The Air Force is working to create a virtual reality platform for teaching airmen how to maintain C-130 aircraft. The effort aims not only to facilitate the training process but also to minimize the diversion of Hercules and Super Hercules aircraft from their missions.
The process now requires weeks or months of advance notice to ensure a C-130 is available for the mandatory maintenance training.
“We request an aircraft to be down three days a week in order to train our students,” said Master Sgt. Nicholas Massingill, a 19th Maintenance Group development and instructor section chief, in an Air Force news release. “When we do that, we are taking aircraft away from the mission.

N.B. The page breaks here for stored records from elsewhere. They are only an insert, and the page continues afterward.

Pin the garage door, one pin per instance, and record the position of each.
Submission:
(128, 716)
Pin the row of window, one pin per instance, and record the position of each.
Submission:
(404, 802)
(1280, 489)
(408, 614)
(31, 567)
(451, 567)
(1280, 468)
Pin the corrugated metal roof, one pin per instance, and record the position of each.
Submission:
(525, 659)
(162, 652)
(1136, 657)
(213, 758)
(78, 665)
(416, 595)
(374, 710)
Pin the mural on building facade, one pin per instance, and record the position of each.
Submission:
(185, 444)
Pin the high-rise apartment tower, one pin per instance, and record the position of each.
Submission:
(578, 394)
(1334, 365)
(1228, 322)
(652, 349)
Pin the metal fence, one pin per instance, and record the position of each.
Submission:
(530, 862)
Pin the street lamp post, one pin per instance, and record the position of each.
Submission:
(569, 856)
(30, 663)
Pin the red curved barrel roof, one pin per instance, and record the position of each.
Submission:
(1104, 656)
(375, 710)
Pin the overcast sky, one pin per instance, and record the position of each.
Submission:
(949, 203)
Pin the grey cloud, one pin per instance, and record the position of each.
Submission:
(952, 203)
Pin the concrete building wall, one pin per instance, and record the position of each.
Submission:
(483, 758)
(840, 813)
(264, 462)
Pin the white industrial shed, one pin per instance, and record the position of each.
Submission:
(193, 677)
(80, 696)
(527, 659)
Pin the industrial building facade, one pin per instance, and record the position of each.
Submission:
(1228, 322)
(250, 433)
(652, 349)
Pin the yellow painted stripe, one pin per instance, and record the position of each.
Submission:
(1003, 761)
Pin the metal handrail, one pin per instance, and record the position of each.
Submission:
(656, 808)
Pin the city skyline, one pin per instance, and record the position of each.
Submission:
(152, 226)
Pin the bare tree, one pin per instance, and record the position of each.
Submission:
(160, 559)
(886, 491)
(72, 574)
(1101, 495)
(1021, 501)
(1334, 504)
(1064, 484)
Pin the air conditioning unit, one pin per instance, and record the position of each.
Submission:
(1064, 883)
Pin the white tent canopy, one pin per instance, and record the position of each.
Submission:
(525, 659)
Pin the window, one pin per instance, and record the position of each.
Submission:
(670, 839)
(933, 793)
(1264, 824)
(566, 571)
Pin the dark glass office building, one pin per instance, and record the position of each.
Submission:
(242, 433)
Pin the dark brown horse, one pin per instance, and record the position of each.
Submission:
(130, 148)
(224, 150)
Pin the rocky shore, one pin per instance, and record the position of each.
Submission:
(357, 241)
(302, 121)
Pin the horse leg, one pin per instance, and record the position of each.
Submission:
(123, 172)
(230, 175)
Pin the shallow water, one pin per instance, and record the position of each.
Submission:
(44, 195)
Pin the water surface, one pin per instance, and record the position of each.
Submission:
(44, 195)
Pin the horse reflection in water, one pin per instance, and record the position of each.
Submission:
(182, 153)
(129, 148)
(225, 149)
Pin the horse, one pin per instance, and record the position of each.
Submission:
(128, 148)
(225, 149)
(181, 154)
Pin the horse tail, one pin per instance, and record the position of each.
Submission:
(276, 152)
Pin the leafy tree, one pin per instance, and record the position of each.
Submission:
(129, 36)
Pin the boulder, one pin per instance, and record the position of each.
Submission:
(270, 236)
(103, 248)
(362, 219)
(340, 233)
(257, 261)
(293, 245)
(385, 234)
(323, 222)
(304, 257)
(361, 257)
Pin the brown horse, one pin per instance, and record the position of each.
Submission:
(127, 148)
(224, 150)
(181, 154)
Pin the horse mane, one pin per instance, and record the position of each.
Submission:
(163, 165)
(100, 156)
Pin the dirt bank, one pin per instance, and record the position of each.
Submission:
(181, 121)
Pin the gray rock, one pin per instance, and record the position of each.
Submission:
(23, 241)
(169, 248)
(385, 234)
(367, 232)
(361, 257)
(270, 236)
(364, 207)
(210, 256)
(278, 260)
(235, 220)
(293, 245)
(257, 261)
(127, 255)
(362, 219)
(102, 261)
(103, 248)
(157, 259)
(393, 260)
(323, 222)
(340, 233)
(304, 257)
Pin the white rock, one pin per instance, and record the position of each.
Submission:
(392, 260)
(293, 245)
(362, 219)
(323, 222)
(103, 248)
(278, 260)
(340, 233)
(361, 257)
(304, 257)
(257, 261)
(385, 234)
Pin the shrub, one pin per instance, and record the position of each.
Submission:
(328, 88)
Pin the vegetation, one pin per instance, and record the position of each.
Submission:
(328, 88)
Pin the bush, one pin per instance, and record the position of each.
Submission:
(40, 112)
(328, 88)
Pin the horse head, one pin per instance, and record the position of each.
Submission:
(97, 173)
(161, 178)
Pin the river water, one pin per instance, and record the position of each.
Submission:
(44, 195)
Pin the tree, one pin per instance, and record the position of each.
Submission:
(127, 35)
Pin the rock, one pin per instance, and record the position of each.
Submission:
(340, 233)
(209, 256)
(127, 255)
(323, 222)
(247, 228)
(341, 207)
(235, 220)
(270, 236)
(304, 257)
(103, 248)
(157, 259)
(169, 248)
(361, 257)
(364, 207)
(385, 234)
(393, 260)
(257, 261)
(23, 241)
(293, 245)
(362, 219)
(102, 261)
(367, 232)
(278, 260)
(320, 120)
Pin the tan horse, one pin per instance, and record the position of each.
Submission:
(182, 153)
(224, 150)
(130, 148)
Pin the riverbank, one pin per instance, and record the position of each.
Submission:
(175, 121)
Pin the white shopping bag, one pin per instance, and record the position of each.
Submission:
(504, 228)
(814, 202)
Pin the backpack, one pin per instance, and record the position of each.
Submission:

While VR will never replace hands-on training, it will help bring familiarization to the task, so the instructors can speed up the process when conducting hands-on training.
Air Force Headquarters, along with the Air Mobility Command and Air Education and Training Command, has partnered with contractor Mass Virtual to develop a virtual environment based on the C-130H Hercules and the C-130J Super Hercules, according to the Air Force.

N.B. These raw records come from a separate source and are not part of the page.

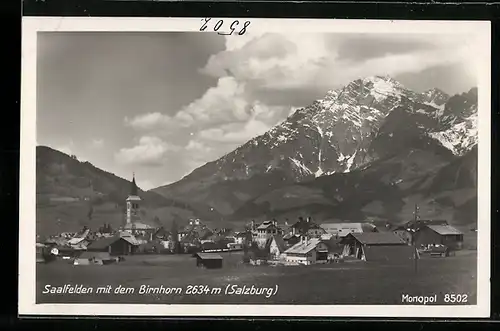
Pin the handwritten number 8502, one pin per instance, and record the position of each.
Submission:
(220, 23)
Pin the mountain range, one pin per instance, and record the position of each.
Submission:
(369, 150)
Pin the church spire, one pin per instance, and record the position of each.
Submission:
(133, 189)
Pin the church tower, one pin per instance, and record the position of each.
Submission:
(133, 202)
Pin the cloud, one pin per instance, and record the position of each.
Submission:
(68, 148)
(157, 121)
(97, 143)
(236, 133)
(145, 184)
(322, 61)
(263, 78)
(150, 151)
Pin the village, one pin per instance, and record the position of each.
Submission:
(303, 242)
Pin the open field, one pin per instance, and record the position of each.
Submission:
(343, 283)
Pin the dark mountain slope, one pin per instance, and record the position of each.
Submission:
(71, 194)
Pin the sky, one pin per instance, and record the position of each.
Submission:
(161, 104)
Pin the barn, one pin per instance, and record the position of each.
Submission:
(307, 251)
(277, 247)
(209, 260)
(116, 245)
(340, 230)
(376, 246)
(440, 234)
(99, 258)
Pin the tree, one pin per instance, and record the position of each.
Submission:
(175, 236)
(90, 212)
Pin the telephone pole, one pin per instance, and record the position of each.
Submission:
(414, 232)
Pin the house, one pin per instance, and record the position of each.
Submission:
(265, 231)
(121, 244)
(307, 251)
(88, 258)
(209, 260)
(341, 230)
(40, 253)
(335, 247)
(307, 227)
(277, 247)
(406, 230)
(243, 237)
(445, 235)
(376, 246)
(291, 239)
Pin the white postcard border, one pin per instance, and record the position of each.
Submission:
(27, 200)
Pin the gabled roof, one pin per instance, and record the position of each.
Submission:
(138, 226)
(289, 236)
(104, 242)
(342, 228)
(96, 255)
(303, 247)
(378, 238)
(266, 225)
(209, 256)
(279, 242)
(444, 229)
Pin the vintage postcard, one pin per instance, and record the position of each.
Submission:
(255, 167)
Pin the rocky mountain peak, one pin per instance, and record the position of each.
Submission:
(435, 97)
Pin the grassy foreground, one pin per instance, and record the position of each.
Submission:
(343, 283)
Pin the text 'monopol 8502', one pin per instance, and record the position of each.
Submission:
(280, 162)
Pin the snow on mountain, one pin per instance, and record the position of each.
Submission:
(460, 137)
(458, 123)
(346, 130)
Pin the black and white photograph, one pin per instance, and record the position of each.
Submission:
(255, 167)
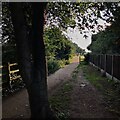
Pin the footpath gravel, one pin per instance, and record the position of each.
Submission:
(17, 105)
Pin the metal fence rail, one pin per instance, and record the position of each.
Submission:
(109, 63)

Additionally, airlift wings from Little Rock Air Force Base in Arkansas, Dyess Air Force Base in Texas, Yokota Air Base in Japan, and Ramstein Air Base in Germany have formed working groups to help craft the virtual reality platform, and they have the ability to conduct certain tasks in a virtual hangar, including propeller, tire and brake replacements.
“We pulled together with other wings to develop work tasks that would be most beneficial to invest in for airmen — allowing us to establish a VR platform with a focus on the C-130,” Massingill said.
Master Sgt. Gary Armstrong, a maintenance training management section chief with the 19th, said employing virtual reality will be particularly helpful among younger airmen because the use of technology “will appeal to their learning styles.”
“When we are teaching tasks, we are teaching proficiency,” Armstrong said. “The only way you gain proficiency is by doing it over and over, that’s how you get instinctual mechanical skills. Being able to use this virtual environment shows the possibilities are limitless.”
Service officials plan to finish the virtual reality platform by summer 2020, according to the release, Nearly 230 airmen from the 19th Maintenance Group will undergo training using the virtual reality platform each year.
Broadening virtual training within the service for maintainers and pilots has long been a goal for the Air Force.
For example, the Air Force’s Pilot Training Next program that launched in 2018 uses virtual reality systems along with biometrics and artificial intelligence to help train new pilots. Airmen are placed in a virtual cockpit using VR headsets, while artificial intelligence monitors their biometrics and customizes the simulation for them.
The third class of Pilot Training Next students kicked off training earlier this month out of Joint Base San Antonio-Randolph in Texas.